Unlike in India there are no direct penalties for banks that miss these targets (except that banks with a better score are more easily able to punt for work with the government).
In addition the targets run over a five-year period, which gives banks some time. They also dont specify directly on the amount that must be lent to black-owned SMEs allowing banks that are stronger in some of the other areas to still meet the target.
But like this banks could also underplay lending to black-owned SMEs, opting instead to focus on the other sectors which make up the target.
Yet by all accounts banks are getting stuck in.
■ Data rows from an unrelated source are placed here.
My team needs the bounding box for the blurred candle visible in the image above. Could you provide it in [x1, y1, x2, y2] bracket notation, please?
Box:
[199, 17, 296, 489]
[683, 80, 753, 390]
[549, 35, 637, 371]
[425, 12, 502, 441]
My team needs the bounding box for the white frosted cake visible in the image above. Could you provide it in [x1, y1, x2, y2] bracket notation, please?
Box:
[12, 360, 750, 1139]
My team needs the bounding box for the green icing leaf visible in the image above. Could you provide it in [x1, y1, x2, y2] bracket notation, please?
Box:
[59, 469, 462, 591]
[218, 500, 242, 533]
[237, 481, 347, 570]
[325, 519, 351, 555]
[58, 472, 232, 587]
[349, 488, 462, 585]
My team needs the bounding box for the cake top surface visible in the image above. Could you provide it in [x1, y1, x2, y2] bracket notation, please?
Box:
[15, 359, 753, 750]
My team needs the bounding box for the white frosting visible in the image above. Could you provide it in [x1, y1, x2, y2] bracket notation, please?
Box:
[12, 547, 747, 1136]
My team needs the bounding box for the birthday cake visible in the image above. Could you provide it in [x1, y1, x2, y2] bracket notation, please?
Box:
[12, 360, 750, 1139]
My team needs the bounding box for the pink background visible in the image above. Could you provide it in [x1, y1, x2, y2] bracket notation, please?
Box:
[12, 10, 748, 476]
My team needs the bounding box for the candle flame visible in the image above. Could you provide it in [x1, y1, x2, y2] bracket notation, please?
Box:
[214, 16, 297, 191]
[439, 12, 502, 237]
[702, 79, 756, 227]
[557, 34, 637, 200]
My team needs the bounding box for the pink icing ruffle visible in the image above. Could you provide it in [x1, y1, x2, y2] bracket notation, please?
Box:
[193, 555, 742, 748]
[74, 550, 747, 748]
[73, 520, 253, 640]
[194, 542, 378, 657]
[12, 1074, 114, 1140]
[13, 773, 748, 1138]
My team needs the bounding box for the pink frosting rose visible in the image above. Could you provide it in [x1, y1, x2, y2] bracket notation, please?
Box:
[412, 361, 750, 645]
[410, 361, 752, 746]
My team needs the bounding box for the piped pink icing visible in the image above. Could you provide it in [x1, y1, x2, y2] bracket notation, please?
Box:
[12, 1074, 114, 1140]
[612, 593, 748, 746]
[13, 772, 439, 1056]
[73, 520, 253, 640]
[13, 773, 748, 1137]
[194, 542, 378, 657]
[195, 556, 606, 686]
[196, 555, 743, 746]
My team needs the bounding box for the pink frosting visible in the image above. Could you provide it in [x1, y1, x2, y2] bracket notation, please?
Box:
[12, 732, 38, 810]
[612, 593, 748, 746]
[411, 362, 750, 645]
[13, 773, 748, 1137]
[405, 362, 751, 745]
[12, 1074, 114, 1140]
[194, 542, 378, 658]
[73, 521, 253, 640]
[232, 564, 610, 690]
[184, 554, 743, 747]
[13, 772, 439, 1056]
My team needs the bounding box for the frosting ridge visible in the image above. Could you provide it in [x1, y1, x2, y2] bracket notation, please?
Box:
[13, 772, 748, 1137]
Nedbank’s 2014 Transformation Report reveals that the banks new loans and disbursements to black-owned small businesses totalled R1.7-billion, up from the R1.1-billion it lent to 2,989 black-owned small firms in 2012. Lending by Standard Bank to black SMEs has more than doubled from R1.8-billion in 2012, to R3.7-billion last year.
Still a drop in ocean
Yet this these figures show that lending to black-owned SMEs still makes up just a minute proportion of banks lending to small businesses which as of September 2013 stood at R179.5-billion for SME retail lending (retail loans of less than R7.5 million lent to small firms), according to reserve bank data.
While the South African example perhaps shows how far things still need to go and black entrepreneurs must also be helped to develop more bankable ideas it also offers another way in which the state can slowly begin go tighten the screws on what one institution often loathed by small business banks.